Re: Unifying logging by default
- Date: Wed, 20 Feb 2019 14:44:37 -0800
- From: Josh Triplett <josh@xxxxxxxxxxxxxxxx>
- Subject: Re: Unifying logging by default
On Wed, Feb 20, 2019 at 02:19:02PM -0800, Russ Allbery wrote:
> Josh Triplett <josh@xxxxxxxxxxxxxxxx> writes:
> > While there are *absolutely* configurations in which system
> > administrators want to log to arbitrary locations and files, I would
> > like to propose that for consistency we should configure software to
> > unify logging into syslog and/or journald by default. In particular, I'd
> > propose that daemons and applications should default to logging to
> > syslog (working with any installed syslog implementation providing
> > /dev/log), and that daemons run via systemd units may detect or be
> > configured to log to stdout/stderr which will be wired to the sysadmin's
> > preferred log target.
> I've seen three main reasons why packages do not use syslog:
> * The log data is not line-structured. Example: /var/log/apt/history.log
> Dumping that as-is into syslog sounds like an awful idea. This would
> therefore block on an upstream feature request to change log formats
> first, with all that entails.
Both syslog and journald support multi-line log messages; I'd *love* to
see /var/log/aptitude and /var/log/apt/history.log end up in syslog or
I'd also have no problem with an exception explicitly saying that
something like /var/log/apt/term.log can continue to use a standalone
file iff there isn't a good solution for storing that in a structured
log message. (And even that *could* go into a structured log message
with some care.) I'm trying to handle the common case here.
> * Performance. Good examples here are Apache and INN, both of which have
> per-request logs that are intentionally not line-buffered and are logged
> directly to files, since losing some log messages is not as much of a
> concern as performance and disk I/O. I've tried to reroute things like
> that through syslog in the past, only to find syslog now taking a
> substantial portion of all available system resources trying to keep up.
Relatively few packages are going to be performance-bound on logging,
and those that do could absolutely recommend logging to standalone files
for scalable configurations, or even have configuration packages that
make it trivial to configure that destination. That said, Apache at
least tends to need a substantial amount of configuration for scaling,
and where and what to log is the least of that.

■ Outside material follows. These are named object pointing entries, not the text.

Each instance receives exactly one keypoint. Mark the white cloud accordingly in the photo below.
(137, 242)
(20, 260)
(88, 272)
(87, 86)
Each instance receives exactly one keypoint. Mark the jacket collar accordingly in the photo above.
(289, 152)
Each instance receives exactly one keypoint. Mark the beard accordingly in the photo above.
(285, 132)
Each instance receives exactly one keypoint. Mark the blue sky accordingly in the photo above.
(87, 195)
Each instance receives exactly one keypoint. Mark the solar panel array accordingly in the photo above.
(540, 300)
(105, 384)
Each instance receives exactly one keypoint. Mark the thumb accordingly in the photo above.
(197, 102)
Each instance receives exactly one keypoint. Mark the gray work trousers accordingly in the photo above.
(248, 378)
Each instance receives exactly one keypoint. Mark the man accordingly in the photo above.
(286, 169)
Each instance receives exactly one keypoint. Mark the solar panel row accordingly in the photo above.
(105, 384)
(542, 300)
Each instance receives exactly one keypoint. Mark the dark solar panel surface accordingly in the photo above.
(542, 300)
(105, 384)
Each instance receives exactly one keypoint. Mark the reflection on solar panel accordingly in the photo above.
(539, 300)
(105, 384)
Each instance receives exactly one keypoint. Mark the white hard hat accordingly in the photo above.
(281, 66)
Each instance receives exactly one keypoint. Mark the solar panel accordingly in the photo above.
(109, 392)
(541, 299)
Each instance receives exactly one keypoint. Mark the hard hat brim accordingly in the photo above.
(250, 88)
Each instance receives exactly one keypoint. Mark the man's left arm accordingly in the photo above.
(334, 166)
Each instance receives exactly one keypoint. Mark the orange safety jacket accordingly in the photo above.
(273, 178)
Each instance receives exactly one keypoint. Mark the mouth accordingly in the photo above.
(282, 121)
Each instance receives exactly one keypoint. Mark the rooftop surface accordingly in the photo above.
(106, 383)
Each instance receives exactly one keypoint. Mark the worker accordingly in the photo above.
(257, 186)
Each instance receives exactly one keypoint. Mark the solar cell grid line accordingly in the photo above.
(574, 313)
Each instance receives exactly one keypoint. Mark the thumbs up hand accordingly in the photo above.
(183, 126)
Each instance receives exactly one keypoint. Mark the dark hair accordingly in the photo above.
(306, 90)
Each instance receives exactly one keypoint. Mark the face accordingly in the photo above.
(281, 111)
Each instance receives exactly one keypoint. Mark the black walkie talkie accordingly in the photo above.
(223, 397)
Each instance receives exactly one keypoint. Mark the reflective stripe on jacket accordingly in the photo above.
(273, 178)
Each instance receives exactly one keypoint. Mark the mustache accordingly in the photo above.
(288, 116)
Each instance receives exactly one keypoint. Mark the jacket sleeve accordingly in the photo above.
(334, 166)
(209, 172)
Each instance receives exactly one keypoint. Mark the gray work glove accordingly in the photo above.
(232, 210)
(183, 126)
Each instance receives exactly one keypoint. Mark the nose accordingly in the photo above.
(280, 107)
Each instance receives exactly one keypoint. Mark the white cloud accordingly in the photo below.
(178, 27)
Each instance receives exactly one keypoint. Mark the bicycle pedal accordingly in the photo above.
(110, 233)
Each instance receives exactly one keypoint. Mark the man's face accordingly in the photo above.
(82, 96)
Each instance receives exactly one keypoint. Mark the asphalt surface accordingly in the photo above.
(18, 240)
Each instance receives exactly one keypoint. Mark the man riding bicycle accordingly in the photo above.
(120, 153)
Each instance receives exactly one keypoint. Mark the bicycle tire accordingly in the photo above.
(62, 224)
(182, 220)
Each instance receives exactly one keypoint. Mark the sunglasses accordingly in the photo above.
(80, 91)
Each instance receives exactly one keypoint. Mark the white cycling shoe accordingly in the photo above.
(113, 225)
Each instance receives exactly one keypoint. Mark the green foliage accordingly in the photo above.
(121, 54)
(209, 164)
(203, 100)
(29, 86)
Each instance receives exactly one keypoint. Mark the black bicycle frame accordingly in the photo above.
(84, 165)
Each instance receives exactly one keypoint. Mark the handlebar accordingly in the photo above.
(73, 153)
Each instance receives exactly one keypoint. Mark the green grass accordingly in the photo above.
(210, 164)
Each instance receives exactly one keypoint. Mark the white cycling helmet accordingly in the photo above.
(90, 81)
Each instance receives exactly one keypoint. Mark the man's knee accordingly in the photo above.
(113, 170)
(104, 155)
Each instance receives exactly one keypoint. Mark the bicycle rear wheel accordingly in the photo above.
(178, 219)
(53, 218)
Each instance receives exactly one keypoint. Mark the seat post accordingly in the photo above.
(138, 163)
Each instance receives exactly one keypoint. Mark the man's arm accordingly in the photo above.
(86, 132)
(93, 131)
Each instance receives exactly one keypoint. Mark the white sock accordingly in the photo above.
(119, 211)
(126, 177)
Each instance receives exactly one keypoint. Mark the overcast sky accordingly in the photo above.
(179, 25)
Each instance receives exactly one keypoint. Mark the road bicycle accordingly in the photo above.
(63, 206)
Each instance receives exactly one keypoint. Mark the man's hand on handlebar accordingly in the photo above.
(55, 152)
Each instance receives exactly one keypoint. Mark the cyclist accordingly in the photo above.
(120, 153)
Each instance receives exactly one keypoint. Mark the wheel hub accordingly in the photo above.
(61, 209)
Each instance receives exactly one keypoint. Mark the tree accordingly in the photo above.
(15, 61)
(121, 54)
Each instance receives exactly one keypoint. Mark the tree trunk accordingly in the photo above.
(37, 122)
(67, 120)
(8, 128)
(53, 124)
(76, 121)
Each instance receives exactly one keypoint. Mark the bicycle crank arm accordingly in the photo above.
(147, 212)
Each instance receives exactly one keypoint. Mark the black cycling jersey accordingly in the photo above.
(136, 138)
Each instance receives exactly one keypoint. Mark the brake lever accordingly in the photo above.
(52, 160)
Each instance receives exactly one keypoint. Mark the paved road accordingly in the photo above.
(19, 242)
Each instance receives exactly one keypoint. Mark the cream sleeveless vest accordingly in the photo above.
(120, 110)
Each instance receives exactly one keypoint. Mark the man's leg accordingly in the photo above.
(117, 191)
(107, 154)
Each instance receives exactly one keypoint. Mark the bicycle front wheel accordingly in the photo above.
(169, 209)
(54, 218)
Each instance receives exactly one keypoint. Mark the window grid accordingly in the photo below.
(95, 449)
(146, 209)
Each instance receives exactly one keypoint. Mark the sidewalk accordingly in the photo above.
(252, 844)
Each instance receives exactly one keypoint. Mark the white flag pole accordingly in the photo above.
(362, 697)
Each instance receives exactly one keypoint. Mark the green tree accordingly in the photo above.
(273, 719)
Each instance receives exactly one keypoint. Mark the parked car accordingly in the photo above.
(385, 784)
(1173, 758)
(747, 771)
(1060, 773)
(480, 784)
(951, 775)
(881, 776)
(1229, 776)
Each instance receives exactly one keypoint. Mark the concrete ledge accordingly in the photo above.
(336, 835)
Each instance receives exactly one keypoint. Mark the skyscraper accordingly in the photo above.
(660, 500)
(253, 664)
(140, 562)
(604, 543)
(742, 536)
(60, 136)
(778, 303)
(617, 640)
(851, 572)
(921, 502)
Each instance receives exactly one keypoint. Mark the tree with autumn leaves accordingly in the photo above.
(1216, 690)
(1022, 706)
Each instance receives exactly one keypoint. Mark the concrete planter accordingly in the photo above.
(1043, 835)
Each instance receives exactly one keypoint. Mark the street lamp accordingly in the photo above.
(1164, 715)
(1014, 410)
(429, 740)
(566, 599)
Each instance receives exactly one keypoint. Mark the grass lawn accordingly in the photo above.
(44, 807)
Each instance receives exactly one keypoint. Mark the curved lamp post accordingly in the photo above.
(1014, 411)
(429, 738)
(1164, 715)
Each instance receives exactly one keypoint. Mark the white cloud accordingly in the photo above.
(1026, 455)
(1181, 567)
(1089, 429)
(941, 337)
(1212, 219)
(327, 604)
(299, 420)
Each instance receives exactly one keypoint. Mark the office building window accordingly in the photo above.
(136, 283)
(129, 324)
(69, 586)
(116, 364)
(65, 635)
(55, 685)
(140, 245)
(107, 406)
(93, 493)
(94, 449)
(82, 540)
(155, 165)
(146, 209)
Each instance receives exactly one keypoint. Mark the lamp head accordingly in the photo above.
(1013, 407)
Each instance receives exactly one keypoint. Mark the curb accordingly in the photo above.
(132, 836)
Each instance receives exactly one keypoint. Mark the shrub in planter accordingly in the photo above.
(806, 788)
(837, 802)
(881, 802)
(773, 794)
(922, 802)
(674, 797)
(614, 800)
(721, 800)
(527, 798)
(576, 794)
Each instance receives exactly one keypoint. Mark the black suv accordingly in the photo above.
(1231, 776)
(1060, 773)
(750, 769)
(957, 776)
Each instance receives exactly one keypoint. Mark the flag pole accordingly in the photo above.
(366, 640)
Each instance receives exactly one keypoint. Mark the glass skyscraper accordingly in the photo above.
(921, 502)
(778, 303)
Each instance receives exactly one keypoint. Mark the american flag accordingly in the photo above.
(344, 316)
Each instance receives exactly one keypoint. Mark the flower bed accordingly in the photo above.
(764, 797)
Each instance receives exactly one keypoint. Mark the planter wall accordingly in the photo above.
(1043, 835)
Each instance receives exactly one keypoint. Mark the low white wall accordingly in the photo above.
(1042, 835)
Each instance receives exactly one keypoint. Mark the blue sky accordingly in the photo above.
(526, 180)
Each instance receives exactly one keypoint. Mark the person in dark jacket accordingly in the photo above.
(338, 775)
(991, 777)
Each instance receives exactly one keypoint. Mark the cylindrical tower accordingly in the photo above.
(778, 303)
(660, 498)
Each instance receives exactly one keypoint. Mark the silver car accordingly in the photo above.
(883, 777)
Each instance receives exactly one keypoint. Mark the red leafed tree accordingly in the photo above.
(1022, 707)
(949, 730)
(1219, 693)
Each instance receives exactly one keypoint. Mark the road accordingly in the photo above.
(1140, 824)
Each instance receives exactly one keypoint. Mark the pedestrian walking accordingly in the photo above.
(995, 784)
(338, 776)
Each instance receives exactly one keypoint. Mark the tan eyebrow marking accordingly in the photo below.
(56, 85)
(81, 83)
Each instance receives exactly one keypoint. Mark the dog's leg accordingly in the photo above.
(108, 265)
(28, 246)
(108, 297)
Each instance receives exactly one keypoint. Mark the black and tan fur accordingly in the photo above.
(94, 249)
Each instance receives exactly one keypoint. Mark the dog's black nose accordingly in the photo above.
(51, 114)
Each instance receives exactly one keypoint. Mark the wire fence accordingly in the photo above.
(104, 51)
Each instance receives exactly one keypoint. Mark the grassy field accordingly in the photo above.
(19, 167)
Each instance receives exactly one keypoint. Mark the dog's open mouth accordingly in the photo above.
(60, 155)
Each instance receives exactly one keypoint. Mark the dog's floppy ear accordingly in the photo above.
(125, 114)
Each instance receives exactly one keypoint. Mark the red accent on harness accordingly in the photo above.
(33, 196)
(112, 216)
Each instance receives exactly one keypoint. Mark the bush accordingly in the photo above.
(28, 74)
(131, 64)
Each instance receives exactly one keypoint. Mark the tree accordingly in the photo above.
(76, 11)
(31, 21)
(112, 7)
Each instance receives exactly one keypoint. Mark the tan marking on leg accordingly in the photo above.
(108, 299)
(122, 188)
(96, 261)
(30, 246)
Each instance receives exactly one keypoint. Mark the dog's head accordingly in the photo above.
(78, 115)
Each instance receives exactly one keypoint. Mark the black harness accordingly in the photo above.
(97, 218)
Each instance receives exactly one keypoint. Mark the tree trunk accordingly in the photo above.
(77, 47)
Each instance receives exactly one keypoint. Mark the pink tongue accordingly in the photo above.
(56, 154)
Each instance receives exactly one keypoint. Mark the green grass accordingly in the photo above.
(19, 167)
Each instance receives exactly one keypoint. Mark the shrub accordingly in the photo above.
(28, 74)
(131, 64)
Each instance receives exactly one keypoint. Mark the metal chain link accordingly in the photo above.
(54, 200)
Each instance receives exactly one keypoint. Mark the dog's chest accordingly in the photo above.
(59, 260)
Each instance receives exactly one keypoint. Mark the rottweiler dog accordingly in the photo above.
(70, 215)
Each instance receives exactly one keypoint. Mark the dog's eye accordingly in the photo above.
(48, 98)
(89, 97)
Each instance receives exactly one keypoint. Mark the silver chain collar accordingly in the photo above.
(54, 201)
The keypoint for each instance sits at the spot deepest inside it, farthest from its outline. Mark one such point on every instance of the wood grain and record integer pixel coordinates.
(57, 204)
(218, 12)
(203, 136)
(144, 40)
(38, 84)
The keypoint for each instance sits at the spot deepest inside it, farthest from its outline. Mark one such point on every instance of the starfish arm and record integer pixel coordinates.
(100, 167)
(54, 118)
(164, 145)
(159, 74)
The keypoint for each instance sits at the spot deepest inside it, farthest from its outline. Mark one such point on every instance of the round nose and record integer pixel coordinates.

Also, while the default openlog/syslog/closelog doesn't scale all that
well, it's certainly quite possible to log asynchronously to syslog
without losing performance, and some syslog implementations are more
scalable than others.
The default configuration is never going to work for *everyone*; the
question then becomes what configuration provides the most value to the
most people. I would suggest that having unified log handling
system-wide makes sense as a default, and systems handling huge amounts
of traffic will often require other custom configuration by the sysadmin
> * The package does its own log analysis. INN again is an excellent
> example: it has a bespoke but very comprehensive and incredibly useful
> log analysis package that ships with the software and requires access to
> the raw logs. Anything that moves those logs out of their expected
> locations will break that tool, which is a significant regression for
> our users.
And apache log analyzers would want similar things, yes. I'd certainly
be happy to help update such software to be able to extract log messages
from places like syslog or journald, and I'd also be happy in the
interim with such software continuing to log to standalone files. Again,
I'm aiming for the common case here, and I expect this to be a
years-long effort, not an overnight one.